De wegen naar een onafhankelijke en duurzame EU volgens de onderzoekers (afb: Richard Bernthäler et al./Globalizations)
De industriële strategie van de Europese Unie is gericht op de versterking van de veerkracht van de interne markt, de vergroting van de strategische autonomie en de concurrerende duurzaamheid, maar zit vol tegenstrijdig-heden die de crises die het juist wil aanpakken, dreigen te ver-ergeren, stellen onderzoekers van, onder meer, de autonome universiteit van Barcelona (UAB). Volgens hen zal het huidige industriebeleid van de EU zijn eigen doelstellingen niet bereiken, tenzij dat fundamenteel wordt herzien.
Veerkracht kan alleen worden bereikt door fundamentele sectoren zoals gezondheidszorg, huisvesting, zorg en openbaar vervoer te versterken. Die zijn samen goed voor bijna 40% van de werkgelegenheid in in de EU. De onderzoekers waarschuwen dat versterking daarvan niet zal worden bereikt, tenzij er wordt ingezet op overheidsinvesteringen, betere arbeidsomstandigheden en beroepsopleidingen die aansluiten op de maatschappelijke behoeften.
Het onderzoek, geleid door Jason Hickel (UAB), Richard Bärnthaler (universiteit van Leeds) en Sebastian Mang (NEF), stelt dat strategische autonomie een substantiële vermindering van de vraag naar materialen en energie vereist. Het huidige beleid, zoals vastgelegd in de verordening kritieke grondstoffen, leidt tot meer grondstoffenwinning, wat de geopolitieke spanningen kan vergroten en conflicten binnen Europa over winningsactiviteiten kan aanwakkeren.
Europa zou zijn energiebehoefte tegen 2050 met de helft kunnen verlagen, zo blijkt uit doorrekeningen van lage-energiescenario’s.
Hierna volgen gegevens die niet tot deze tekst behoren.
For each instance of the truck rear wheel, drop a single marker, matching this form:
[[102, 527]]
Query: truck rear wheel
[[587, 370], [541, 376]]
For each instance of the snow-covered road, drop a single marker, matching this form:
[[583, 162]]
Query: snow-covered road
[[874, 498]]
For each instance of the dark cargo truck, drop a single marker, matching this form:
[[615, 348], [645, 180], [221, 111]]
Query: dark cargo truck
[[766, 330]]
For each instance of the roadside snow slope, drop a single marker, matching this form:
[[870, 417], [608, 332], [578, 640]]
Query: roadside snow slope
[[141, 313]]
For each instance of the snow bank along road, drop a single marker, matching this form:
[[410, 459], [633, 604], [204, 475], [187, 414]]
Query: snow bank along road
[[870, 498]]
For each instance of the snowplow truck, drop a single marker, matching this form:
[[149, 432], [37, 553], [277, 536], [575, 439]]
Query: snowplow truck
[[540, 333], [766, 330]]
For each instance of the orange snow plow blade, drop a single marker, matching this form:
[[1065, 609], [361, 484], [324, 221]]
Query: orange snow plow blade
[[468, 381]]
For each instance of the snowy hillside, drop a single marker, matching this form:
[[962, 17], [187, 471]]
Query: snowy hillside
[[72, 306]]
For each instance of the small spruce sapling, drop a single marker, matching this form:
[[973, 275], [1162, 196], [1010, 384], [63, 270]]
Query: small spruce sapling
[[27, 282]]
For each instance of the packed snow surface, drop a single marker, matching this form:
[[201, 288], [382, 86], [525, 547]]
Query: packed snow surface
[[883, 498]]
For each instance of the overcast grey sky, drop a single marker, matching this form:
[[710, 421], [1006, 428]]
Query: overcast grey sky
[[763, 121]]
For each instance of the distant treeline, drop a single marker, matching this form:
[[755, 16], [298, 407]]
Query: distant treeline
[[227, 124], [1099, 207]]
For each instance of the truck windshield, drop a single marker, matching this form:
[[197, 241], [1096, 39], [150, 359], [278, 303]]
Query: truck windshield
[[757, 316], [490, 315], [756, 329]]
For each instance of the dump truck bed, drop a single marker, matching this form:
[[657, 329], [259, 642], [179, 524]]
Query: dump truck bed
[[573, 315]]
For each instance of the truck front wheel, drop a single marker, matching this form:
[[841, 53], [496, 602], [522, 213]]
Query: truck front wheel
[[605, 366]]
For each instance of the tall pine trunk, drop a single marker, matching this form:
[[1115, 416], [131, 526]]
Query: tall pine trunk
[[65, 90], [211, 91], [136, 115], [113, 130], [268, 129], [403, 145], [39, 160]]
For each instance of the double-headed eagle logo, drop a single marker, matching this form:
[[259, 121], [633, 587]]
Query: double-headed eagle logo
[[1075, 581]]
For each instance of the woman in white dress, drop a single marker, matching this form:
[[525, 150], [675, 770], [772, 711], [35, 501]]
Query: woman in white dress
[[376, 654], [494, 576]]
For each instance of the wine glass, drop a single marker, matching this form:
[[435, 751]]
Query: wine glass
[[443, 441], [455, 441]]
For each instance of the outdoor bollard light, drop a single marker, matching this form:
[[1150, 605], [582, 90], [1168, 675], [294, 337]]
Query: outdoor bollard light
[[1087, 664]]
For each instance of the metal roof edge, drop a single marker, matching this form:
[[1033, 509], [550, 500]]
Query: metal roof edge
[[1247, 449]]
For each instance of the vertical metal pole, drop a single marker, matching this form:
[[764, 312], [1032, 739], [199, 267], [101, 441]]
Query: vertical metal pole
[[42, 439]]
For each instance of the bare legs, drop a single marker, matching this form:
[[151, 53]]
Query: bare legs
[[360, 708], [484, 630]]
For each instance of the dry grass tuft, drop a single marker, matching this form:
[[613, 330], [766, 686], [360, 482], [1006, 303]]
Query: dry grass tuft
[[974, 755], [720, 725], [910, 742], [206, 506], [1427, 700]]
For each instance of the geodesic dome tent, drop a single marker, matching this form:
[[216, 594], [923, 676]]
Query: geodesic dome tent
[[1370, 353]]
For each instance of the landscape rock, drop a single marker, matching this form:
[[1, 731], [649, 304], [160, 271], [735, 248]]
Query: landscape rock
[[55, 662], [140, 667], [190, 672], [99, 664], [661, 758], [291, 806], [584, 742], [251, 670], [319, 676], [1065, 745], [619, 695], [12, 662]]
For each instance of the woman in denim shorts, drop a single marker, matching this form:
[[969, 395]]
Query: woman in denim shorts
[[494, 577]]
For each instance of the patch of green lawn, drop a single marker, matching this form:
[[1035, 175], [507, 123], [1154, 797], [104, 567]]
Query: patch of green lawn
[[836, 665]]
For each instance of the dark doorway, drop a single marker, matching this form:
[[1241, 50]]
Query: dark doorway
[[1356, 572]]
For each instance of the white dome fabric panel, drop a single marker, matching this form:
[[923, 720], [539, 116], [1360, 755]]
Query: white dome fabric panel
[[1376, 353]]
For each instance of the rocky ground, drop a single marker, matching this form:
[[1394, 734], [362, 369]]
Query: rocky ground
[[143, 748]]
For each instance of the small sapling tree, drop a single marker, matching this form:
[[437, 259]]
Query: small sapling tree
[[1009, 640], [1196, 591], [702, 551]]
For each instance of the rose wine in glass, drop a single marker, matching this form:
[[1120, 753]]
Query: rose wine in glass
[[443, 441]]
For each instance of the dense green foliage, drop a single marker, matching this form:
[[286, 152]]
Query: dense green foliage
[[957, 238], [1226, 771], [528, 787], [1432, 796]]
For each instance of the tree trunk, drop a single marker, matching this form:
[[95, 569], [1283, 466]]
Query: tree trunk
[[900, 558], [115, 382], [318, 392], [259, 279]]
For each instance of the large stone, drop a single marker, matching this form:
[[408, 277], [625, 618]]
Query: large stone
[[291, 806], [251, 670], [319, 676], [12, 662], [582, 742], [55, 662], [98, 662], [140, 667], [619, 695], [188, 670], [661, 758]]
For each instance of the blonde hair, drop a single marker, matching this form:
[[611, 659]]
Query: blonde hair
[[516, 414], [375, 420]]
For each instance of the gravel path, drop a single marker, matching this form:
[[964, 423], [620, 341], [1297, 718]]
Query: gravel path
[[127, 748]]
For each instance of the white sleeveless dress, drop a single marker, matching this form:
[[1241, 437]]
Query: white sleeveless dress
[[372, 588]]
Alleen zo zou energieonafhankelijkheid mogelijk zijn en dan neemt ook de invoerbehoefte aanmerkelijk af.
De onderzoekers bekritiseren ook de huidige aanpak van de groene transitie, die sterk leunt op marktstimulansen zoals overheidssubsidies, garanties en deregulering. “Dit model stimuleert innovatie, maar het mist exnovatie – de opzettelijke uitfasering van niet-duurzame technologieën en infrastructuren – waardoor structurele inertie wordt versterkt”, zegt Hickel.
Sluiten
De EU beschikt momenteel niet over effectieve middelen om koolstofintensieve sectoren te sluiten, privaat kapitaal af te stemmen op publieke prioriteiten en om de productie te sturen in de richting van maatschappelijk welzijn. De auteurs stellen dat zonder sterkere overheidsplanning, kredietbegeleiding en meer overheidsbezit – met name in de energie- en financiële sector – de groene transitie te traag, te gefragmenteerd en te afhankelijk zal zijn van winstmarges.
“We leven in een eeuw van overlappende crises – klimaat, maatschappij, energie en geopolitiek” zegt medeonderzoeker Bärnthaler. “Het industriebeleid is terug, maar het is niet afgestemd op deze realiteit. Er is geen coherente strategie om essentiële publieke diensten te versterken of het materiaal- en energieverbruik aanzienlijk te verminderen.”
Hickel waarschuwt dat grotere efficiëntie alleen niet voldoende is in groeigedreven economieën. “Technologische winst wordt vaak tenietgedaan door een stijgende productie. Als Europa serieus werk wil maken van ontkoling en van strategische autonomie, moet het niet-essentiële, grondstofintensieve sectoren direct afbouwen. Het huidige EU-industriebeleid pakt dit niet aan.”
Mang, politiek econoom bij de New Economics Foundation, vult aan: “De EU zegt dat ze veerkracht, autonomie en duurzaamheid wil, maar gebruikt de verkeerde instrumenten. We hebben ambitieuze overheidsinvesteringen nodig, coördinatie tussen centrale banken en overheden en democratische controle over de toewijzing van middelen. Zonder zorg, klimaat en gelijkheid centraal te stellen, zal dit industriebeleid niet slagen.”
Als weg vooruit pleiten de auteurs voor een fundamentele heroriëntatie van de Europese industriële strategie rond drie kernprioriteiten:
– het versterken van fundamentele sectoren zoals zorg, openbaar vervoer en betaalbare huisvesting – – het verankeren van vraagvermindering als een structureel principe voor strategische autonomie
– het uitbreiden van groene economische planning door middel van overheidskredietsturing, monetair-fiscale coördinatie, verbeterde fiscale capaciteit en meer overheidseigendom; met name op het gebied van energie en financiën.